My love affair with basketball began when I was 10 years old and started playing on my elementary school team. Of course, that was a couple of years before Title IX, and so our coaches were well-meaning but untrained moms, and we played half-court ball, since a lot of people believed girls couldn't and shouldn't run up and down the entire court.
Fast forward 45 years. My beloved Oregon State Beavers are headed to the NCAA tournament as a number two seed. They ended the regular season ranked sixth in the country, the highest ranking ever for our team. As I watch them play, I see what's been so great about the impact of the Women's Movement, and I see the work we still have to do to achieve true equity between women and men -- and not just in basketball.
In the mid-1970s my best friend played basketball for the University of South Carolina (today one of the number one seeds in the tournament) for one season before she blew out her knee. She's 5'10". She was a tall player back then. Today, our point guard is 6'1".
Because of Title IX, girls now start playing basketball with real coaches. They have trainers. They go to basketball camps. They grow strong and fast in ways we could not have imagined in the 1970s. In fact, Bernice Sandler, one of the driving forces behind Title IX, once told me that those early feminists had no idea the impact Title IX would have on women's sports. We just hoped for a few more games at field day, she told me.

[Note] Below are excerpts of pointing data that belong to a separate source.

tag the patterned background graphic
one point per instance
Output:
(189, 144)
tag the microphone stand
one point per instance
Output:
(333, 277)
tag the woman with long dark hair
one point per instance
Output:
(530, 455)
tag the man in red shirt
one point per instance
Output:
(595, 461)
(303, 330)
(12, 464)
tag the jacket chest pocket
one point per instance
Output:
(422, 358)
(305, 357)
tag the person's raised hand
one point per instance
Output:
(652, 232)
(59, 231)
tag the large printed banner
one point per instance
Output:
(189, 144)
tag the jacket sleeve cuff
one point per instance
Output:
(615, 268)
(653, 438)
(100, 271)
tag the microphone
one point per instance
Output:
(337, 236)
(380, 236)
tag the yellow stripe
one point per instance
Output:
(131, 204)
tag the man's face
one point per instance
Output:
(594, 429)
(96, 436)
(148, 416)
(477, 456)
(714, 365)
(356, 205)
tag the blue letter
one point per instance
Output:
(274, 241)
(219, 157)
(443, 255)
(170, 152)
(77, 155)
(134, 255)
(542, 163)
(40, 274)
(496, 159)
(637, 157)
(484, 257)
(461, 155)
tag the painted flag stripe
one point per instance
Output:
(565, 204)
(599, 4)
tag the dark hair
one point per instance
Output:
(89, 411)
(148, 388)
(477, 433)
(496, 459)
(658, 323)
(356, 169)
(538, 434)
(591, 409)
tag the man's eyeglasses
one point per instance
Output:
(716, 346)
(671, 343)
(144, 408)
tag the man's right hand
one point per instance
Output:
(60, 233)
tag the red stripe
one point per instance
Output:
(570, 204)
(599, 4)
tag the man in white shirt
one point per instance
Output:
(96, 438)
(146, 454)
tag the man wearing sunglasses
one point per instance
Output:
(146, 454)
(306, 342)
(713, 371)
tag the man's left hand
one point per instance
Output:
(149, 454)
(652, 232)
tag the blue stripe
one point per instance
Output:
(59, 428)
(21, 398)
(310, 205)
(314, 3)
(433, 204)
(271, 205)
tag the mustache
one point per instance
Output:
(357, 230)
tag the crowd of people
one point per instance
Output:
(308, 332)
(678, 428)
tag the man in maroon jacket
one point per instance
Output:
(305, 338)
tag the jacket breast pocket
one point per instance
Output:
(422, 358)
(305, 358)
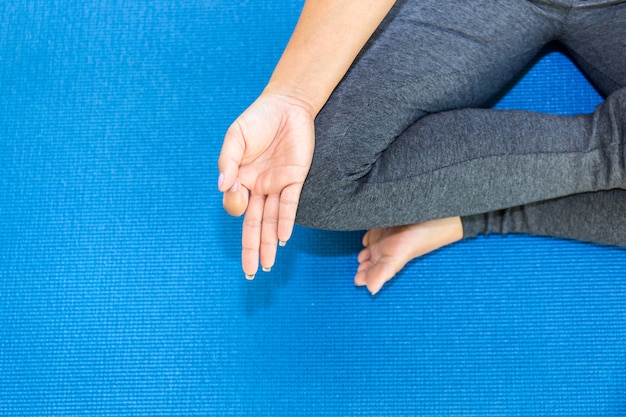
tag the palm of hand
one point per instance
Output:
(268, 150)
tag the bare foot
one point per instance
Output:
(235, 200)
(388, 250)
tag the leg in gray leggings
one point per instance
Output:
(399, 143)
(594, 217)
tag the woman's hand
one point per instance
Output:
(264, 161)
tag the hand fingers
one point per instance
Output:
(289, 199)
(269, 237)
(235, 199)
(251, 235)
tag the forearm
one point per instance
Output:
(325, 42)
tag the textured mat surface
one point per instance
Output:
(120, 286)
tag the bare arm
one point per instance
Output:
(268, 149)
(327, 38)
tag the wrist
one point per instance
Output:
(295, 95)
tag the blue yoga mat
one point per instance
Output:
(121, 291)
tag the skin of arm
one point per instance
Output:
(267, 151)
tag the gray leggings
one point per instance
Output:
(404, 139)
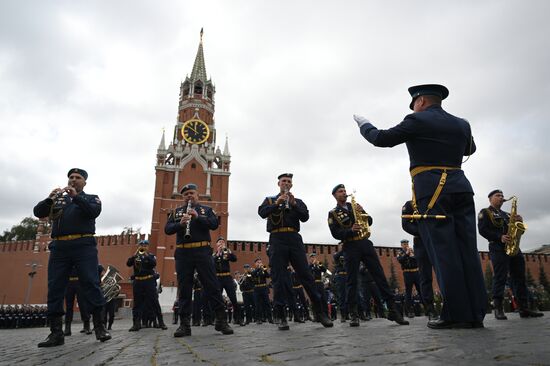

The advances on the court have been paralleled by advances in the classroom. Our 6'6" center who holds the Pac 12 career record for blocks is a rocket scientist (seriously) with a stellar grade point average.
Fans are wild about this team. We are Beaver Believers. We cheer them on with such passion that I truly believe that in a couple of close games the home crowd willed them to the win. Community members, students, women and men, girls and boys come to these games. I took my nine-year-old goddaughter to a game a few weeks ago, and I was thrilled to see her watching women being strong and competitive and hearing a crowd cheer for women. So many Beavers fans made the trek north that when we played in the Pac 12 tournament in Seattle, organizers announced that this year's tournament had set an attendance record. Meanwhile, the University of South Carolina has led the way nationally with an average attendance of around 15,000 fans at each game.
One could almost think the dream of equality has been reached. Almost. The distance we still have to go, however, shows up now and again in subtle ways in what we value and how we behave.
I'm grateful that all of our sports teams are Beavers. We have no "Lady" Beavs. I was always a little puzzled at a previous institution where our women's basketball team was the "Lady Lancers." While most college teams have gotten rid of the "Lady" designation, high schools have "Lady Knights," "Lady Rebels," "Lady Warriors," and even "Lady Friars." Not long ago, the University of Tennessee rebranded all of its teams as simply "Volunteers," except for the women's basketball team which remains the "Lady Vols" in honor of what Pat Summit did there (and I believe Pat Summit did more to advance women's basketball nationally than anyone). Still, 2016, and women athletes are "Ladies."
This season and last, OSU led the Pac 12 conference in attendance for women's basketball. We usually have between 4,000-5,000 fans at home games. I believe our best attended game this year was around 7,000. But no matter how good our women's team has been the past two years, attendance at our men's games is better (and I love our men's basketball team too -- nothing against them), even though they have not had the successes the women have.
People often suggest the men's game is just more exciting. But women's basketball and men's basketball are really two different games, and we should ask why we define dunking as more exciting than actually shooting the ball. In other words, we've made the facet of the game that most women can't do the defining skill that makes the game exciting. But for those of us who love women's basketball, we know just how exciting pinpoint accuracy in shooting the three can be.
We also know the thrill of watching a group play as a team. This year very few of our players were recognized for individual achievements; we had very, very few Pac 12 players of the week. We won as a team.
Media coverage of women's and men's basketball is different too. From our local paper and local TV stations to The New York Times, I've noticed the greater coverage given to men's basketball. An article this week in our local paper highlighted the dilemma for OSU students who can't travel to the men's first round NCAA game in Oklahoma because this is finals week here. The article ended by saying that students could go to the women's game on Friday because it's in Corvallis. I guess the women's game is the consolation prize.
Second class status continues into professional women's basketball as well. No matter what UConn's Breanna Stewart has accomplished as one of the greatest players ever, she'll never make as much money as the top players in the men's game. Her team will never draw the same crowds, and she'll have to play in the summer because that's the WNBA season.
Nonetheless, Friday afternoon when the Beavers take the court I'll be there in my orange and black, cheering proudly, yelling at the officials, and clapping along with the fight song. I'll think about how far we've come and how far we still have to go. I'll fume that we didn't sell out the coliseum, and I'll form the letters with my arms as we chant, "Ohhhhhh -- Essssss -- Uuuuuuu! Oregon State, fight, fight, fight!" And I'll spend March Madness marveling at powerful, capable women, the fruit of Title IX and the challenge for a more equitable future.